Assets Under Management AUM

Global Pension Funds’ Combined Assets Under Management Reach Record High of $23.6 Billion

The combined assets under management (AUM) of the 300 largest pension plans have increased by 50% since 2016 to reach an all-time high of $23.6 billion in 2021, according to a study by the Thinking Ahead Institute (TAI).

As reported by our sister title, European pensionsthe survey showed that while total assets under management reached record highs, growth slowed from 11.5% in 2020 to 8.9% in 2021.

However, the TAI suggested that this “was to be expected after a very strong performance of asset markets in 2020”, pointing out that the latest performance is sufficient to lift five-year cumulative growth to 50.2%.

The survey also found that the United States is now home to almost half of the world’s largest pension funds, up from 41.7% at the end of 2020.

European pension schemes, meanwhile, accounted for 25.9%, Asia-Pacific 25.5%, while the remaining 4% were based in Latin America and Africa.

The increase in North America’s global share was attributed to faster annualized growth in invested assets, which rose 9.2%, compared to 8.3% in Europe.

As a result, the US also accounted for 36.9% of the assets under management of the top 300 pension funds and almost half of the funds in the ranking, followed by the UK.

Defined benefit (DB) fund assets continued to dominate among the top 300 funds, at 63.5% of total assets under management.

However, the TAI noted that the asset share of DB funds has slightly decreased in recent years, while defined contribution (DC) funds (23.8%), reserve funds (11.8%) and Hybrid fund assets (0.9%) are slowly gaining traction.

TAI also found that the top 20 pension funds now made up 41% of total assets, down slightly from 41.8% a year earlier, having increased 6.6% during the year, against 8.9% for the top 300 funds.

However, over the longer term, the top 20 funds have experienced a higher growth rate, with a compound annual growth rate (CAGR) for the last five years of 8.8% compared to 8.5% for the top 300 funds. .

On average, the top 20 funds invested around 53.5% of their assets in equities, 27.9% in fixed income securities and 18.6% in alternatives and cash.

Commenting on the results, TAI co-director Marisa Hall said, “It’s a two-part story.
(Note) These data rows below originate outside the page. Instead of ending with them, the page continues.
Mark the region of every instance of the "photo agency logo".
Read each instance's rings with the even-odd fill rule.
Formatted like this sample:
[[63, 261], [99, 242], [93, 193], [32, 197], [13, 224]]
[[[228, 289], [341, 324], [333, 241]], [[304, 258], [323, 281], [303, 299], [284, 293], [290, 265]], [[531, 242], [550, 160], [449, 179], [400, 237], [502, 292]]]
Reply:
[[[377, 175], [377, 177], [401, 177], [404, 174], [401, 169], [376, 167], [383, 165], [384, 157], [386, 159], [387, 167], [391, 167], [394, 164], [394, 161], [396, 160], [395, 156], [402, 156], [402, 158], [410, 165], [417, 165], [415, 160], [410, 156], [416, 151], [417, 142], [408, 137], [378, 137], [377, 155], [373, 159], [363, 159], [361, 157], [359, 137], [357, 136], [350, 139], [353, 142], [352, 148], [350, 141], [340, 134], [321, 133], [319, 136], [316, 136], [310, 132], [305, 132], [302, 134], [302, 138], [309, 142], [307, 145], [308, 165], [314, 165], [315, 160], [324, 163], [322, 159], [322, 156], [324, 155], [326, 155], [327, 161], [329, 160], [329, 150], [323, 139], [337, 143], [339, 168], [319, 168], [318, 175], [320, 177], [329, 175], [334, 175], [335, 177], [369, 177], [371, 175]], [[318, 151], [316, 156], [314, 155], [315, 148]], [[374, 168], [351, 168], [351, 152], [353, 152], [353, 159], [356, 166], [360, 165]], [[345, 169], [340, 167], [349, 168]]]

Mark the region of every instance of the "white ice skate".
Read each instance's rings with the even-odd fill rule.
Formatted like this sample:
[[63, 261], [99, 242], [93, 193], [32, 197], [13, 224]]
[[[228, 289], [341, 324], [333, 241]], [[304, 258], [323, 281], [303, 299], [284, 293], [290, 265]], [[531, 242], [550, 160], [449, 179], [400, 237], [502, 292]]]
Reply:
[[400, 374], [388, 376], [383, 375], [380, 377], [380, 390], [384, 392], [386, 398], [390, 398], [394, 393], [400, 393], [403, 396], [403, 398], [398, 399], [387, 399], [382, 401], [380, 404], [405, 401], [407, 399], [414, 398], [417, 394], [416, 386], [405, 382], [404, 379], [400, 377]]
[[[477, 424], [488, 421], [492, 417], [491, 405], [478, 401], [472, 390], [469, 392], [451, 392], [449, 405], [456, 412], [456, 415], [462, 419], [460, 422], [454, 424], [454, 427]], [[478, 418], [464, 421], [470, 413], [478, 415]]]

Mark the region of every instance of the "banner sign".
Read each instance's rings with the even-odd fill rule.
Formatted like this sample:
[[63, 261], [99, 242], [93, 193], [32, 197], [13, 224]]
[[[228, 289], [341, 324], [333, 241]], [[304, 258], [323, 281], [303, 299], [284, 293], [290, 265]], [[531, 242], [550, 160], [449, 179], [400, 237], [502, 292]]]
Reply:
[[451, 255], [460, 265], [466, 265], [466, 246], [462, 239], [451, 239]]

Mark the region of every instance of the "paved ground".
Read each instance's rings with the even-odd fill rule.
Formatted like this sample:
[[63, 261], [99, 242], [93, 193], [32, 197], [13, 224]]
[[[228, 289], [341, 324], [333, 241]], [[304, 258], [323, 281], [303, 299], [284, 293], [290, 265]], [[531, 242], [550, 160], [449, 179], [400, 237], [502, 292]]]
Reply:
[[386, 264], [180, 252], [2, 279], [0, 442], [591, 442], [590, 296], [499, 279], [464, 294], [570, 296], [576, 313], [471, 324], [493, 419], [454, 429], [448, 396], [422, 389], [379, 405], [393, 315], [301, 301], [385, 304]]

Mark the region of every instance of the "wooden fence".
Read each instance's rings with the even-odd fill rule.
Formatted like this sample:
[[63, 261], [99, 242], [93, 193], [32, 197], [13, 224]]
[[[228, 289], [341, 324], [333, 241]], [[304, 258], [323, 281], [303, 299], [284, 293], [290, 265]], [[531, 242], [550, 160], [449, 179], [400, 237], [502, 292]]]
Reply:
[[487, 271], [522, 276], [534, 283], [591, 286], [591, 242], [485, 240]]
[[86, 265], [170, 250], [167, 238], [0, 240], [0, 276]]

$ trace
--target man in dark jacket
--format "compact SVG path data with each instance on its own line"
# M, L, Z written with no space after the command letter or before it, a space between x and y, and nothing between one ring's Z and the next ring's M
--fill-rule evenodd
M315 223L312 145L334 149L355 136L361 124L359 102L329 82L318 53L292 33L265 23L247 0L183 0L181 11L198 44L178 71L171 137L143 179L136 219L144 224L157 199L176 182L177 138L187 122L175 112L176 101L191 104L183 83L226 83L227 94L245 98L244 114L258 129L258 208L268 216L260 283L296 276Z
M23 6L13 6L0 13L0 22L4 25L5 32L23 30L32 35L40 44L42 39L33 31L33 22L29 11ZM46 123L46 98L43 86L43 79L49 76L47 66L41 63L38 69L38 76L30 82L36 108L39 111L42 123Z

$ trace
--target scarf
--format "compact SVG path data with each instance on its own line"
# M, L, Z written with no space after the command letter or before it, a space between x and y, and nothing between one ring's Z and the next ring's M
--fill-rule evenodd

On the one hand, a new record for the world’s major pension funds illustrates the optimism that has defied a global pandemic. Yet on the other, growth is slowing and the long-term scoreboard is flashing orange.

“Going forward, rising inflation and subsequent central bank action are likely to weaken global growth, which in turn could put the funding status of equity funds at risk in the longer term. pension.

“Pension funds are also under immense governance pressure from all sides, with growing politicization of ESG in some regions responding to calls for more substantial and urgent climate action.

“Adding strong short-term economic pressures alongside these long-term structural changes will only add to the difficulty of balancing short-term financial resilience with long-term financial and climate sustainability.”

Hall also said pension fund board agendas have “rightly become a guide to the complex strategic challenges facing global markets and economies”, suggesting that reading the funds’ annual reports is “also a lesson in potential solutions to these major challenges”.

“Most are concerned about increasing market volatility and are discussing other ways to increase diversity in their investments, especially in the face of the global economic downturn,” sh continued.

“And most are now campaigners for best practices in corporate governance, aimed at ensuring lasting value.

“It is clear that pensions can be a positive force to help overcome the world’s great challenges, but also a barometer of the big questions we all face in the coming decades.